DeepSeek Revelation: The Unpredictable Path to Greatness

02/05 2025 559

As Liang Wenfeng eloquently stated, "Innovation arises naturally, not through deliberate arrangement."

Written by | She Zongming

"National-level technological breakthrough", "America's Sputnik moment", "AI Pearl Harbor event"... The "coolest national AI trend" ignited by DeepSeek shows no signs of waning.

The United States has launched a "witch hunt" against DeepSeek under the guise of national security investigations, inadvertently fueling its popularity in public opinion.

DeepSeek appears to be the clear winner of the "Spring Festival season": Established just a year and a half ago, it has silently brewed a thunderbolt, akin to a "rebellious demon child." Leveraging its powerful techniques, it made a splash on Nasdaq, boosting the confidence of the Chinese people, worthy of being hailed as a "great hero." DeepSeek, which sparked a "computing power revolt" in the AI field, has rewritten the rules of the AI power game, deserving to be "deified."

As a result, DeepSeek has been surrounded by various shocking headlines in domestic and international public opinion.

▲Feng Ji, producer of "Black Myth: Wukong," regards DeepSeek-R1 as a national-level technological achievement.

In the grand narrative, DeepSeek's meteoric rise is easily compared to Huawei's breakthrough in overcoming US blockades to relaunch the "aspirational" 5G phone Huawei Mate60 Pro, and is tied to the discourse of the rise of major power technology.

With the Chips Act and TikTok divestiture bill becoming direct reflections of the intensity of the China-US technology competition, such interpretations are inevitable.

However, this should not obscure the "de-nationalism" aspect of the DeepSeek miracle.
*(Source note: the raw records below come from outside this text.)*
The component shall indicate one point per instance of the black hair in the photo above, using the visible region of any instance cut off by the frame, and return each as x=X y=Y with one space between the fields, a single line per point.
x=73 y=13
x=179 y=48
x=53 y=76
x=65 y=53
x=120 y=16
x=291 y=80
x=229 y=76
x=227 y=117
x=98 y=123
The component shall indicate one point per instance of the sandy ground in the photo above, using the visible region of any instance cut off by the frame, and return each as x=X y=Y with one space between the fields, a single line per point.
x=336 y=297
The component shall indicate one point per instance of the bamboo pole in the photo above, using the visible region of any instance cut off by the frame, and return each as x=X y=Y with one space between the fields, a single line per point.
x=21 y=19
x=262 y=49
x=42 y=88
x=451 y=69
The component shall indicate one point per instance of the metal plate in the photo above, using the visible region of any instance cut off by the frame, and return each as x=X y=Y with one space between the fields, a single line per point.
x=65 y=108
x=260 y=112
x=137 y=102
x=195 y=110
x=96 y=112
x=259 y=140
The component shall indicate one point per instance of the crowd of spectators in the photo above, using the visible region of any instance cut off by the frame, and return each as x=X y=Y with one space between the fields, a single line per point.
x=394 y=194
It should be noted that many specific factors contribute to DeepSeek becoming what it is today, such as Liang Wenfeng's extreme technological idealism and DeepSeek's unconventional approach to talent utilization.
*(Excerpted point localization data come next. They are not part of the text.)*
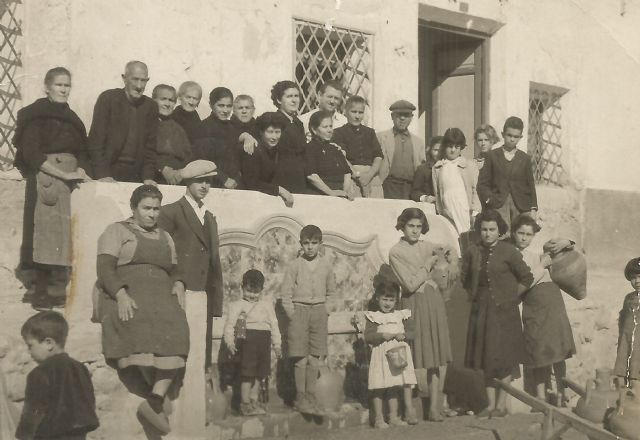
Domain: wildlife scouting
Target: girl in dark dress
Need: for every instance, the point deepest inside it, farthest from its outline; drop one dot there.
(547, 331)
(144, 325)
(327, 167)
(259, 168)
(495, 275)
(290, 173)
(51, 145)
It is precisely these multiple unique aspects of DeepSeek that allow it to bloom like a thorn flower, unafraid of harsh winds and arid lands.

In my opinion, if I had to encapsulate the essence of the DeepSeek Revelation in one sentence, it would be: greatness cannot be planned.

01

The phrase "greatness cannot be planned" implies that one should not attempt to design and plan everything, as many things are the result of "unintentional successes."

DeepSeek's simultaneous topping of the download charts on Apple's App Store in both China and the United States is the most intuitive proof. Its rise has been filled with numerous "unexpected surprises."

Nine months ago, many people's impression of domestic AI front-runners was still dominated by large companies such as BAT and ByteDance, as well as the "Big Six" AI large model startups (Zhipu AI, Dark Side of the Moon, Baichuan Intelligence, MiniMax, Stepwise Stars, ZeroOne Everything).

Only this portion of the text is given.